Weblogic JMS supports JDBC Store and Fle Store for persistence. Middleware uses JMS Distributed Queue backed by a JDBC store. This has led to some issues related to the corruption & crash of the Persistent store.
There were a few instances of JDBC Persistent store crashes, due to the inability to connect to the JDBC store DB server. Either the persistent store was corrupted (meaning the store's DB tables had to be purged & the JMS restarted to bring the JMS back in action) or the JDBC Persistent store just crashed (required a JMS server restart for normal functioning) . Many messages were lost as a result of these issues and the reliability was compromised.
- All messages in the store were lost since the table had to be purged inorder to recover.
- All incoming messages during the failure period were lost since the JMS was not in a state to receive incoming messages (in TRANSACTION_SEND state).
- The messages consumed by the listener (during the crash period) could not be committed or rolled back (in TRANSACTION_RECD state) were also lost after a restart. In this case, if the message was supposed to rollback, it was not.
- A restart was always required for the JMS server to funtion.
All this behavior were also simulated in the lab and confirmed.
In a nutshell, eventhough the JDBC store is more scalable - the reliability is compromised due to the Persistent store crashes. The database connectivity was not very reliable / high (due to DB unavailability & network connectivity). We used Oracle RAC (for high availability, and still the persistent store crashed - did not failover to the other RAC node). This could be a RAC related issue too. So, based on these behavioral aspects - JDBC store seems less reliable.
- Using a SAF agent with a JDBC persistent store: We were able to get this configuration working. This forces the SAF agent & the actual JMS to be on different servers. Also, SAF did not seem to be a right fit for this use case since the caller OSB and JMS are on the same Weblogic Domain/Server. This approach may still fail when a listener tries to commit or rollback during the JMS Persistent store crash period.
- Use a JMS File Store for the Distributed Queue: The File Store seems to be more Reliable based on the trends seen so far. Since the File store seems more reliable, the Issues & Impacts mentioned above seems alleviated / negligible. Scalability could be an issue compared to the JDBC store - however the current file system configuration should support the expected volume in the near future.
Weblogic documentation on File Store vs JDBC Store:
The following are some similarities and differences between file stores and JDBC stores:
- The default persistent store can only be a file store. Therefore, a JDBC store cannot be used as a default persistent store.

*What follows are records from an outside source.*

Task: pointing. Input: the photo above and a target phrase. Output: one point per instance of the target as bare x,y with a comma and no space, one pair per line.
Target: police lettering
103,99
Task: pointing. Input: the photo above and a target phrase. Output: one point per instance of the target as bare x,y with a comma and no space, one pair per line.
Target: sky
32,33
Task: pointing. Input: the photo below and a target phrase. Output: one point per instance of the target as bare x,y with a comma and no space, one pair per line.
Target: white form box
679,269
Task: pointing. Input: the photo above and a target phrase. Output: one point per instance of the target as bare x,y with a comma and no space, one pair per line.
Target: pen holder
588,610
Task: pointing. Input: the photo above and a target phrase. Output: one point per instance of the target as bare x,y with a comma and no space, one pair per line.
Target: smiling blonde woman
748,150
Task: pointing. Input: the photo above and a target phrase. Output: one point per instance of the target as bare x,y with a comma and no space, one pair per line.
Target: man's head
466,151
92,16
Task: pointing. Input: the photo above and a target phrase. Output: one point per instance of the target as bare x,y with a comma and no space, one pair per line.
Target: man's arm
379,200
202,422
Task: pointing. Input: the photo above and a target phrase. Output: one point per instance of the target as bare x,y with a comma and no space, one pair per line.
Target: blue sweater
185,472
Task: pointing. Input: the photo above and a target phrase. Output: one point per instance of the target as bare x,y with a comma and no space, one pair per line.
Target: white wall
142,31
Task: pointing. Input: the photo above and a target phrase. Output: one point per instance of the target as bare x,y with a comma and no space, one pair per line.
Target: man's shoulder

- The transaction log (TLOG) can only be stored in a default store.
- Both have the same transaction semantics and guarantees. As with JDBC store writes, file store writes are guaranteed to be persisted to disk and are not simply left in an intermediate (that is, unsafe) cache.
- Both have the same application interface (no difference in application code).
- All things being equal, file stores generally offer better throughput than a JDBC store. | Note: | If a database is running on high-end hardware with very fast disks, and WebLogic Server is running on slower hardware or with slower disks, then you may get better performance from the JDBC store. |
- File stores are generally easier to configure and administer, and do not require that WebLogic subsystems depend on any external component.
- File stores generate no network traffic; whereas, JDBC stores will generate network traffic if the database is on a different machine from WebLogic Server.
- JDBC stores may make it easier to handle failure recovery since the JDBC interface can access the database from any machine on the same network. With the file store, the disk must be shared or migrated.
The solution can vary based on the infrastructure and needs of the project. For our project File store was suggested, so that the reliability can be higher.
From a monitoring perspective, there should be a disk space alert if the file system disk space reaches 75% limit.